Бэргэн остановился, обернулся к спутникам и произнес:

– Еще немного, и по верху дороги не будет, нужно спускаться. Единственный путь у подножия столбов, по узкой кромке берега, почти по самому льду. Там мы и устроим засаду.

– Как величественно и красиво! – восхитилась Алтаана, едва переводя дыхание после трудного подъема.

– Хорошее место, здесь чувствуется сила, – сказала Тураах.

– Главное, что оленю некуда будет скрыться, – довольно усмехнулся Сэргэх. – Далеко он, как думаешь?

Алтаана помолчала, взгляд ее стал отрешенным, невидящим.

– Совсем близко. Думаю, сегодня, – голос прервался от волнения, но все поняли, что она хотела сказать.

– Тогда поторопимся! – Бэргэн уверенно зашагал вперед, указывая путь.

За ним вереницей потянулись остальные: Суодолбы, помогающий Алтаане преодолеть особо трудные участки пути, Тураах, Тимир и замыкающий шествие Сэргэх.
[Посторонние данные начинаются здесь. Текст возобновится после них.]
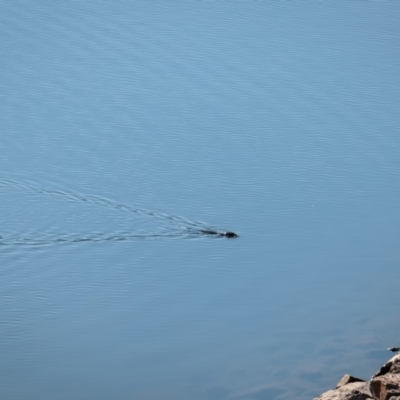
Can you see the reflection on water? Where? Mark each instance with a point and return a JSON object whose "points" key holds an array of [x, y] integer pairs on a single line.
{"points": [[164, 225]]}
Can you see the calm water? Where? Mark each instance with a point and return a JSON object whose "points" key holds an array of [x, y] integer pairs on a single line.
{"points": [[127, 126]]}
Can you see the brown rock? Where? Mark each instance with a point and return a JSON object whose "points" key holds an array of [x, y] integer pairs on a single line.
{"points": [[392, 367], [348, 379], [350, 391], [385, 387]]}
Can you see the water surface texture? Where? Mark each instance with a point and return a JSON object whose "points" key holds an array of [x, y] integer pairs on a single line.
{"points": [[127, 128]]}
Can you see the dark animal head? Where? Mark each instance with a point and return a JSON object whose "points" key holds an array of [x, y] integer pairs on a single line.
{"points": [[230, 235]]}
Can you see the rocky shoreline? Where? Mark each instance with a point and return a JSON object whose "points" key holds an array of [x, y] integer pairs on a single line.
{"points": [[384, 385]]}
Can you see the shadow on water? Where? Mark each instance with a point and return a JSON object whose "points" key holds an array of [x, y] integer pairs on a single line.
{"points": [[168, 226]]}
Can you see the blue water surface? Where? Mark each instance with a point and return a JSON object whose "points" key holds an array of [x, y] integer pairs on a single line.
{"points": [[130, 126]]}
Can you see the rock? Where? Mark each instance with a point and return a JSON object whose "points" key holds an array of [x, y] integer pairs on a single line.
{"points": [[351, 391], [392, 366], [385, 387], [348, 379]]}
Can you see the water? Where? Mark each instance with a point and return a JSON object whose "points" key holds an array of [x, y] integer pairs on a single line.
{"points": [[127, 128]]}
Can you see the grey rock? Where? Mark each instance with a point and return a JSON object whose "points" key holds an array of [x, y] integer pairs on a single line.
{"points": [[348, 379], [385, 387], [351, 391]]}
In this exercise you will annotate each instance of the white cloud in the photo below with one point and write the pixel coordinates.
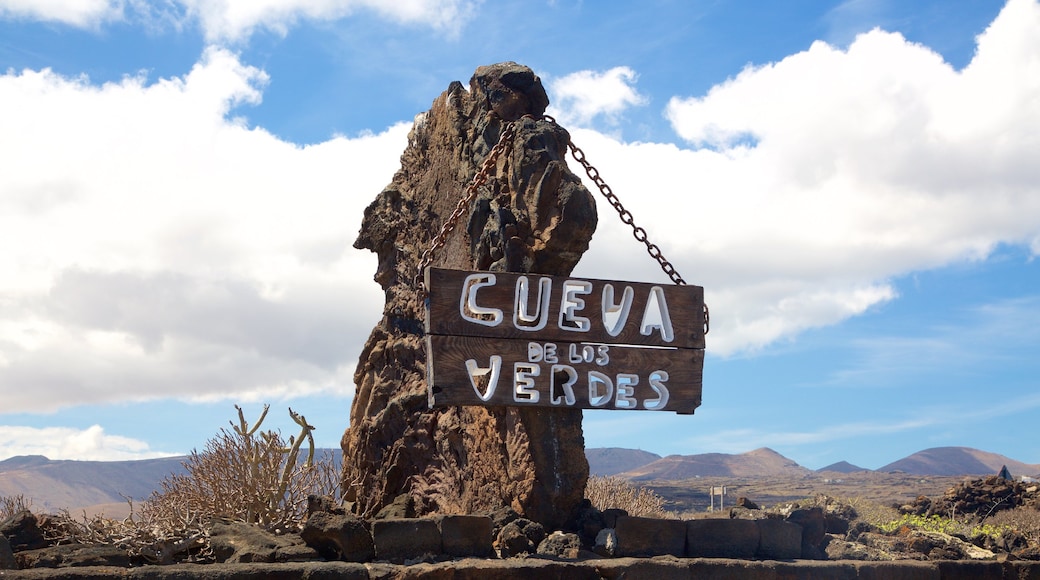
(152, 247)
(819, 179)
(81, 14)
(236, 20)
(92, 444)
(582, 96)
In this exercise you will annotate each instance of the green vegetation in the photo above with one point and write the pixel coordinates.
(949, 526)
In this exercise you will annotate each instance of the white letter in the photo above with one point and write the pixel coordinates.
(568, 386)
(626, 388)
(595, 397)
(523, 385)
(475, 371)
(657, 379)
(616, 315)
(520, 315)
(661, 319)
(570, 304)
(534, 352)
(469, 287)
(550, 352)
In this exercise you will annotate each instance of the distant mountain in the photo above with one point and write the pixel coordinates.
(958, 460)
(612, 460)
(56, 484)
(841, 467)
(763, 462)
(92, 485)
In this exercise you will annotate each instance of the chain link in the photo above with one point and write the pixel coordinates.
(624, 214)
(505, 140)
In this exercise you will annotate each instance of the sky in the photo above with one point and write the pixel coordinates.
(854, 183)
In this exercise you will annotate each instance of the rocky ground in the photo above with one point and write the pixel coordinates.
(983, 520)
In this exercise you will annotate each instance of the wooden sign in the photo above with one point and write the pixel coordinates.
(533, 340)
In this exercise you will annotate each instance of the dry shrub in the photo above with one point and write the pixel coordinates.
(605, 493)
(1024, 520)
(145, 538)
(10, 505)
(245, 475)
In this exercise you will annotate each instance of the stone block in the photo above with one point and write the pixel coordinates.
(6, 555)
(399, 539)
(650, 536)
(719, 537)
(779, 539)
(339, 536)
(466, 535)
(902, 570)
(961, 570)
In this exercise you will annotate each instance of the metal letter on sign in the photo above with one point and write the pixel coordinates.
(533, 340)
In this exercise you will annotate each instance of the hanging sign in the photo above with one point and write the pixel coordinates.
(530, 340)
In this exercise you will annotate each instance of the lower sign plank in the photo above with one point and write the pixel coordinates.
(486, 371)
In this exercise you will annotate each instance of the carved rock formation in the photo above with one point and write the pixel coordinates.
(533, 215)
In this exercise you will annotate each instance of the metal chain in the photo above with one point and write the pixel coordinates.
(626, 217)
(504, 140)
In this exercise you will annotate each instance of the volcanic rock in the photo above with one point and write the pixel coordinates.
(533, 215)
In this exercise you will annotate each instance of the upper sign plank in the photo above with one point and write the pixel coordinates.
(536, 307)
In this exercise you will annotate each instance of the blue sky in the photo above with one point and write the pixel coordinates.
(854, 184)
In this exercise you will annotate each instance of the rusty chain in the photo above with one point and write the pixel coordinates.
(504, 140)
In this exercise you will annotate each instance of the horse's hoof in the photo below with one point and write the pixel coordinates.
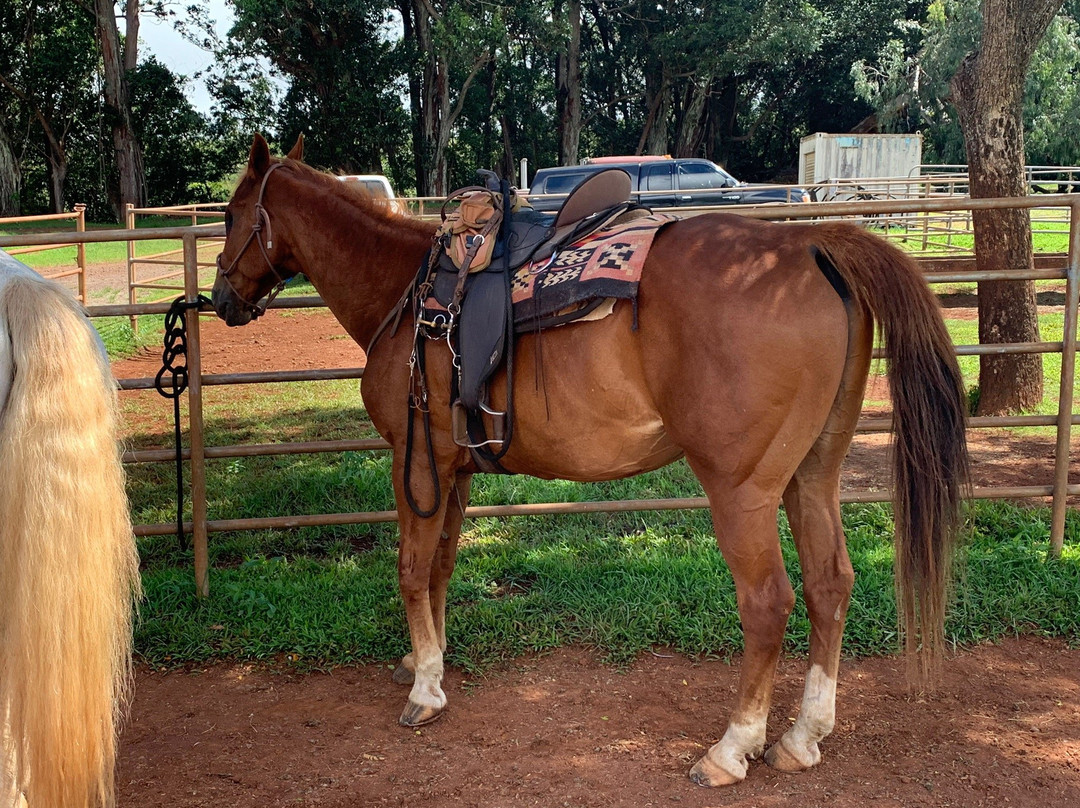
(417, 715)
(781, 758)
(403, 675)
(707, 773)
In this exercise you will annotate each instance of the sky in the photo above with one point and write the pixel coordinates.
(180, 56)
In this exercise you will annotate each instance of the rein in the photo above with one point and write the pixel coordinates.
(257, 308)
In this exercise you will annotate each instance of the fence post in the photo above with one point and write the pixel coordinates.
(926, 223)
(80, 226)
(196, 420)
(130, 224)
(1065, 396)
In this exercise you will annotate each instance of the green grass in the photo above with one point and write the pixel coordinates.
(618, 583)
(1047, 237)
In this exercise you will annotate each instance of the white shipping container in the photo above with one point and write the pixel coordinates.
(825, 158)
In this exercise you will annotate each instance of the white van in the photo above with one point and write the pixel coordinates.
(378, 186)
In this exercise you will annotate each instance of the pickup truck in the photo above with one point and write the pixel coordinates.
(661, 183)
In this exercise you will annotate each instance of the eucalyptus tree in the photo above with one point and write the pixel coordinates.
(342, 65)
(988, 94)
(995, 83)
(48, 73)
(119, 56)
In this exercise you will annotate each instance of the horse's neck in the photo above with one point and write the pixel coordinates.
(361, 264)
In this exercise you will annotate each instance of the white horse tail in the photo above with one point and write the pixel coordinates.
(68, 565)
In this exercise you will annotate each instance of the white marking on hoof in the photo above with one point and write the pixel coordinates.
(817, 719)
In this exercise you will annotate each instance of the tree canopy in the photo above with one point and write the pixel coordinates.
(427, 91)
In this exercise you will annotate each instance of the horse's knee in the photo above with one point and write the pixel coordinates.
(766, 606)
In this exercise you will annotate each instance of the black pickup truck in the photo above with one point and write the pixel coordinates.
(661, 183)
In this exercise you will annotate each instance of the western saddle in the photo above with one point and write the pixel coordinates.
(462, 294)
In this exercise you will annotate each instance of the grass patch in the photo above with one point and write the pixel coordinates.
(619, 583)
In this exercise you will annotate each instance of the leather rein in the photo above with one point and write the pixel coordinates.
(257, 308)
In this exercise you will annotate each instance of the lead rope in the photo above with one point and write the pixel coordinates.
(176, 348)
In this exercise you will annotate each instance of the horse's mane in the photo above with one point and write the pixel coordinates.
(335, 192)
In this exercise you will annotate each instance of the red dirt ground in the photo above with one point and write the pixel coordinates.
(565, 730)
(1003, 729)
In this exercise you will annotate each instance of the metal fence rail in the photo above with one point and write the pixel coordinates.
(197, 454)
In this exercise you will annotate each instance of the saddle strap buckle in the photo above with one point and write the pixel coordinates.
(459, 422)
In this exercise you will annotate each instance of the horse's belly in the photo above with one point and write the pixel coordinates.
(592, 450)
(588, 415)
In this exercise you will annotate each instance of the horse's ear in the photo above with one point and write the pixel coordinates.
(258, 161)
(297, 151)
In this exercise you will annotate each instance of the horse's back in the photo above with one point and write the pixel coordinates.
(736, 345)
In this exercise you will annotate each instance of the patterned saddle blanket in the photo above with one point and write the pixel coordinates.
(576, 281)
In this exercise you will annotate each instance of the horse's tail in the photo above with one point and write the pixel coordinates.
(68, 566)
(930, 452)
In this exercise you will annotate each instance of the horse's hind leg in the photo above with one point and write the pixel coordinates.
(746, 534)
(812, 501)
(420, 541)
(442, 568)
(813, 512)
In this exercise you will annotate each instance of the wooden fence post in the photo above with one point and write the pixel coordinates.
(196, 420)
(1065, 396)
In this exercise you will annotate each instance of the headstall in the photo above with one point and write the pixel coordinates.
(257, 308)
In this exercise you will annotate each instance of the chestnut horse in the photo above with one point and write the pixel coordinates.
(68, 566)
(750, 359)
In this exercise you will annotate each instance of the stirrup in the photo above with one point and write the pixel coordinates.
(459, 422)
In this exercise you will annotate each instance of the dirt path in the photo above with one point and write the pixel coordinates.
(564, 730)
(289, 340)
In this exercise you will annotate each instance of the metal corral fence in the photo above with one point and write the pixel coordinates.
(921, 232)
(198, 453)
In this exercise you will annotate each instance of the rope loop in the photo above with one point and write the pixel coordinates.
(175, 366)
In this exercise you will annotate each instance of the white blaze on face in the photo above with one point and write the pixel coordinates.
(741, 741)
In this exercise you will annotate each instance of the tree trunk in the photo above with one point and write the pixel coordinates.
(653, 138)
(568, 88)
(126, 153)
(10, 177)
(987, 92)
(691, 129)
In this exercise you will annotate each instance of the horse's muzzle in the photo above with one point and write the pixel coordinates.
(228, 306)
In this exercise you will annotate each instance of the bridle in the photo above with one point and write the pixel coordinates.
(257, 308)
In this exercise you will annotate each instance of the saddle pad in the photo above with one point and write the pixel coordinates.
(606, 264)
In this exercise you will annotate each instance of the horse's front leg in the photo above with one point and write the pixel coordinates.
(419, 544)
(442, 568)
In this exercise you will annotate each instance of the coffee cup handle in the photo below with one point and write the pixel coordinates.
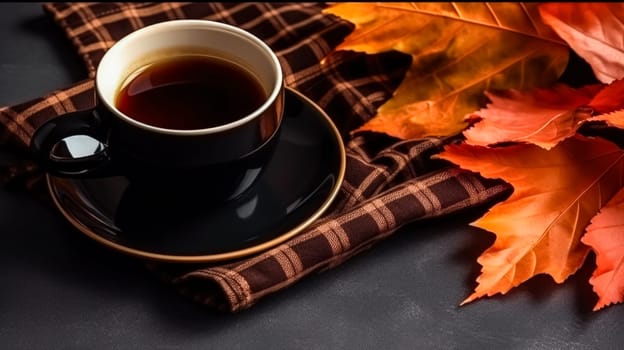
(80, 123)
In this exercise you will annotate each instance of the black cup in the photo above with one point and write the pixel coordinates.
(219, 158)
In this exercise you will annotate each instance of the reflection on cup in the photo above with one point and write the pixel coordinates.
(182, 105)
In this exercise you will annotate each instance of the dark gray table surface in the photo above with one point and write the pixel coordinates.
(60, 290)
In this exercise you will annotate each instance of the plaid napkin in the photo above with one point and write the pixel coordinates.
(388, 182)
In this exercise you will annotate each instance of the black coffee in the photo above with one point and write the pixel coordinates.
(190, 92)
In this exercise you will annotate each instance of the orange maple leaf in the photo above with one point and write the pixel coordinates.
(556, 193)
(594, 31)
(605, 235)
(609, 99)
(543, 117)
(458, 50)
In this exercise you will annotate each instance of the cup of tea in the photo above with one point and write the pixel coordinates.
(180, 105)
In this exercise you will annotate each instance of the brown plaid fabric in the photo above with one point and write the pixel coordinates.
(388, 182)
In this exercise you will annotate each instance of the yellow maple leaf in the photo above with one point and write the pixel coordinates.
(458, 51)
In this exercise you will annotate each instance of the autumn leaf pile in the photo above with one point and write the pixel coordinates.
(490, 73)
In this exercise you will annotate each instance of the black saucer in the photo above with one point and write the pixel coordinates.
(298, 185)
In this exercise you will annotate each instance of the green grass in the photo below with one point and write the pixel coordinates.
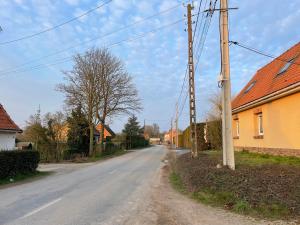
(177, 182)
(257, 159)
(229, 201)
(23, 177)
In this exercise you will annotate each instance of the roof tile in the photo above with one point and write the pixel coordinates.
(6, 123)
(268, 81)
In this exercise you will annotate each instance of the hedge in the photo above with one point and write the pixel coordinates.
(18, 162)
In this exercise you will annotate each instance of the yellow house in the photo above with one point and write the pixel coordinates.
(266, 113)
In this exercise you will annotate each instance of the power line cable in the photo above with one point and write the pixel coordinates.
(109, 46)
(195, 31)
(92, 40)
(56, 26)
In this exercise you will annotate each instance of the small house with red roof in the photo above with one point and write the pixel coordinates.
(266, 113)
(8, 131)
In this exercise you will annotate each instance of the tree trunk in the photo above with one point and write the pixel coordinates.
(91, 146)
(102, 136)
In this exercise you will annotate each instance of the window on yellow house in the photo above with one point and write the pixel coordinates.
(237, 128)
(260, 124)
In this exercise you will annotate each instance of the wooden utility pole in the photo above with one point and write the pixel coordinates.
(228, 151)
(193, 130)
(176, 124)
(171, 133)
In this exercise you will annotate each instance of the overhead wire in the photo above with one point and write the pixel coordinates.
(92, 40)
(201, 42)
(109, 46)
(56, 26)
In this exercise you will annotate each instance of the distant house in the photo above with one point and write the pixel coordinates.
(266, 113)
(8, 131)
(108, 133)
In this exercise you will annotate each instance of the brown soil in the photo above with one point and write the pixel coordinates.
(263, 185)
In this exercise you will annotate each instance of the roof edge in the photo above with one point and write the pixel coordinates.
(292, 89)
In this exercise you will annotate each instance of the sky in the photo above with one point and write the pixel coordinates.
(157, 61)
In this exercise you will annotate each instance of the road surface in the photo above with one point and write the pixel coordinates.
(101, 193)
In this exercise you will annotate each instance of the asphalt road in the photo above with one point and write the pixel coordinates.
(102, 193)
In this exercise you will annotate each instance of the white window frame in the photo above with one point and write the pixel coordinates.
(260, 124)
(237, 127)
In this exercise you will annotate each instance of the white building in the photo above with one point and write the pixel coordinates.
(8, 131)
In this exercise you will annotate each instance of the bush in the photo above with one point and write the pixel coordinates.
(110, 149)
(259, 186)
(18, 162)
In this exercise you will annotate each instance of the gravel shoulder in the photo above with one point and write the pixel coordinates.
(166, 206)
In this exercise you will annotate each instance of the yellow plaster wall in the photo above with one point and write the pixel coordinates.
(281, 123)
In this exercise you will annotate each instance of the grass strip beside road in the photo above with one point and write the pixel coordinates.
(262, 186)
(20, 178)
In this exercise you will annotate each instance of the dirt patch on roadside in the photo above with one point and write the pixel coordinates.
(269, 190)
(173, 208)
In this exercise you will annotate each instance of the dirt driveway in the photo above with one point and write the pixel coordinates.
(166, 206)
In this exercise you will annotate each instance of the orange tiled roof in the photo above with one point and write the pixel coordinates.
(268, 79)
(6, 123)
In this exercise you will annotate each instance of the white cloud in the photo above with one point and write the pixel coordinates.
(72, 2)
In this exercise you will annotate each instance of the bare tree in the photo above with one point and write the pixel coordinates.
(118, 93)
(82, 88)
(100, 84)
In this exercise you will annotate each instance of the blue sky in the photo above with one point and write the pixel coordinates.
(156, 62)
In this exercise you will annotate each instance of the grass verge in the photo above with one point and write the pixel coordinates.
(19, 178)
(262, 186)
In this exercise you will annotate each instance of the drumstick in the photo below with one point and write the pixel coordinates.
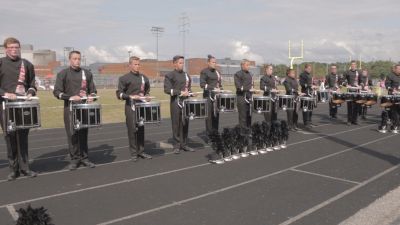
(22, 97)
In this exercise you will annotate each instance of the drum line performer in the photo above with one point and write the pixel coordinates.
(291, 87)
(332, 82)
(351, 77)
(366, 85)
(211, 83)
(244, 86)
(131, 88)
(268, 84)
(307, 88)
(73, 85)
(178, 84)
(17, 78)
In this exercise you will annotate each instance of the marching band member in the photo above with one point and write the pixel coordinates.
(17, 78)
(210, 81)
(351, 77)
(178, 85)
(73, 85)
(132, 87)
(307, 88)
(332, 82)
(366, 85)
(244, 86)
(291, 87)
(393, 86)
(268, 85)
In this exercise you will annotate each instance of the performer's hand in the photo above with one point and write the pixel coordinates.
(75, 98)
(10, 96)
(29, 97)
(185, 93)
(135, 97)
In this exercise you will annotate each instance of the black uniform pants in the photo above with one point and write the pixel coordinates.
(244, 115)
(135, 133)
(307, 117)
(77, 139)
(17, 148)
(212, 120)
(352, 111)
(272, 115)
(332, 109)
(395, 115)
(292, 116)
(180, 125)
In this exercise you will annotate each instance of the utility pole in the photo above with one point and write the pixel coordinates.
(157, 31)
(184, 28)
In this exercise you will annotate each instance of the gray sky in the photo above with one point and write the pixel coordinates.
(259, 30)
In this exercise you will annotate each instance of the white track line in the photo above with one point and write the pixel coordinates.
(337, 197)
(122, 161)
(178, 203)
(325, 176)
(13, 212)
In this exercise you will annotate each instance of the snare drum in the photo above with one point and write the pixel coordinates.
(323, 96)
(86, 115)
(306, 103)
(147, 112)
(362, 97)
(195, 108)
(372, 99)
(226, 102)
(386, 100)
(262, 104)
(338, 98)
(286, 102)
(22, 115)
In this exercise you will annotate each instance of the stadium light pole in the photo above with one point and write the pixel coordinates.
(157, 32)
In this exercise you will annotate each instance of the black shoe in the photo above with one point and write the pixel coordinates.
(187, 149)
(87, 163)
(144, 156)
(28, 173)
(73, 166)
(12, 176)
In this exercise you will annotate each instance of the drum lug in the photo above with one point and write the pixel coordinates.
(11, 126)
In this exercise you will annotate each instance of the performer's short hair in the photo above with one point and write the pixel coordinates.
(209, 57)
(244, 61)
(268, 66)
(288, 71)
(133, 58)
(73, 52)
(176, 58)
(11, 40)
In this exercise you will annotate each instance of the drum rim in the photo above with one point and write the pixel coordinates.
(262, 97)
(147, 104)
(23, 103)
(202, 100)
(86, 106)
(285, 96)
(227, 95)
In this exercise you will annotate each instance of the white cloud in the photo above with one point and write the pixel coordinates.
(243, 51)
(115, 54)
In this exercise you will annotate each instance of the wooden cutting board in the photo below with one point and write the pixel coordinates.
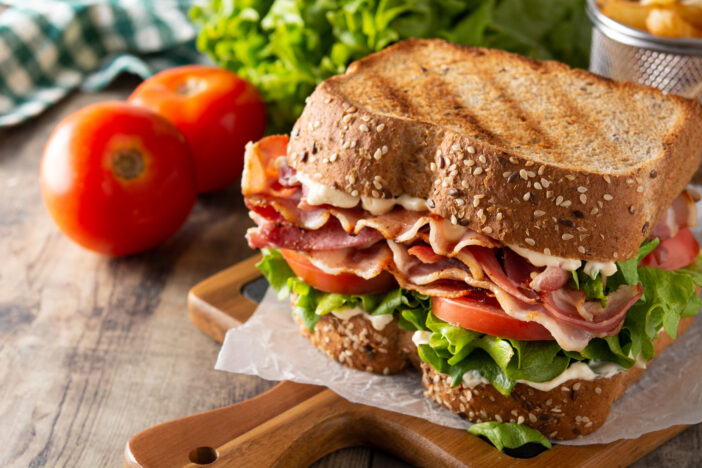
(292, 425)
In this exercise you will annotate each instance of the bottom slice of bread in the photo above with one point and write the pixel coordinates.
(576, 407)
(356, 344)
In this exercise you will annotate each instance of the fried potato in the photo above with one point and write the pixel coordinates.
(628, 13)
(668, 23)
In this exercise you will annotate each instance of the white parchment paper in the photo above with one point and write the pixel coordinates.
(269, 345)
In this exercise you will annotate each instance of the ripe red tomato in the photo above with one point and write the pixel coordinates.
(217, 111)
(674, 253)
(345, 283)
(117, 179)
(485, 318)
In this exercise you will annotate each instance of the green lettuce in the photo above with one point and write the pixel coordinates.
(508, 435)
(311, 304)
(286, 47)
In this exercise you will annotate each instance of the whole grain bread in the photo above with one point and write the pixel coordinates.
(356, 344)
(531, 153)
(574, 408)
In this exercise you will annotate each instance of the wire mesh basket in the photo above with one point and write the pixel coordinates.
(623, 53)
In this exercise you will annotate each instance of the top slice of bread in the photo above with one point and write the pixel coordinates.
(531, 153)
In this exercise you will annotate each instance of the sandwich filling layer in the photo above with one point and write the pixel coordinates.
(582, 308)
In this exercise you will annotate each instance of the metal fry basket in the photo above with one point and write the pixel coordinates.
(623, 53)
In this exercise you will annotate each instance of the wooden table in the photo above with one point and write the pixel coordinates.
(93, 349)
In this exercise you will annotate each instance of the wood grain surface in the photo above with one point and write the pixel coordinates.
(93, 350)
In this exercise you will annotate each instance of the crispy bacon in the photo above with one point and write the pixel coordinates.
(427, 253)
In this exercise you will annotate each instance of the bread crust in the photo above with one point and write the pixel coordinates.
(575, 408)
(356, 344)
(487, 184)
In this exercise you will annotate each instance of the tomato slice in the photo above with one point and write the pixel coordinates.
(676, 252)
(344, 283)
(486, 316)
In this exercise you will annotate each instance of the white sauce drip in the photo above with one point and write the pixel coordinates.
(379, 322)
(569, 264)
(319, 194)
(577, 370)
(421, 337)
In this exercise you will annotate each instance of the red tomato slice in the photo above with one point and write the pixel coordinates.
(345, 283)
(674, 253)
(486, 316)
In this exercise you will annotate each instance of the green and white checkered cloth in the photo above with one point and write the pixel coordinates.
(50, 47)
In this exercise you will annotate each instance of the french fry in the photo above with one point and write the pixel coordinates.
(668, 23)
(628, 13)
(691, 14)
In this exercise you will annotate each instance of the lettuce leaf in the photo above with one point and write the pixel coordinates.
(508, 435)
(311, 304)
(285, 47)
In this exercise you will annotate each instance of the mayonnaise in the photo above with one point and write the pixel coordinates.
(379, 322)
(319, 194)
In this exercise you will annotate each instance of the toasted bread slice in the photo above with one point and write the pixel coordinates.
(536, 154)
(575, 408)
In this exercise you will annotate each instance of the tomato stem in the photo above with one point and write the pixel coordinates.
(127, 163)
Тураах шла, не глядя под ноги, почти физически ощущая давление приближающейся темной силы и в то же время чувствуя молчаливую поддержку Тимира. С момента выхода из улуса кузнец почти не оставлял ее одну. За целый день они могли не сказать друг другу ни слова, но его внимание окутывало теплым коконом.

Догадывался ли Тимир о том, что творилось в ее душе? Тураах не знала. Но была благодарна и за поддержку, и за то, что Тимир ни разу не попытался заговорить о чувствах или снова поцеловать ее.

Если они выберутся из этой истории, может быть… Но не сейчас. Не время.

Слабо улыбнувшись мечтам, она ступила на тонкую полоску берега у основания величественных каменных исполинов.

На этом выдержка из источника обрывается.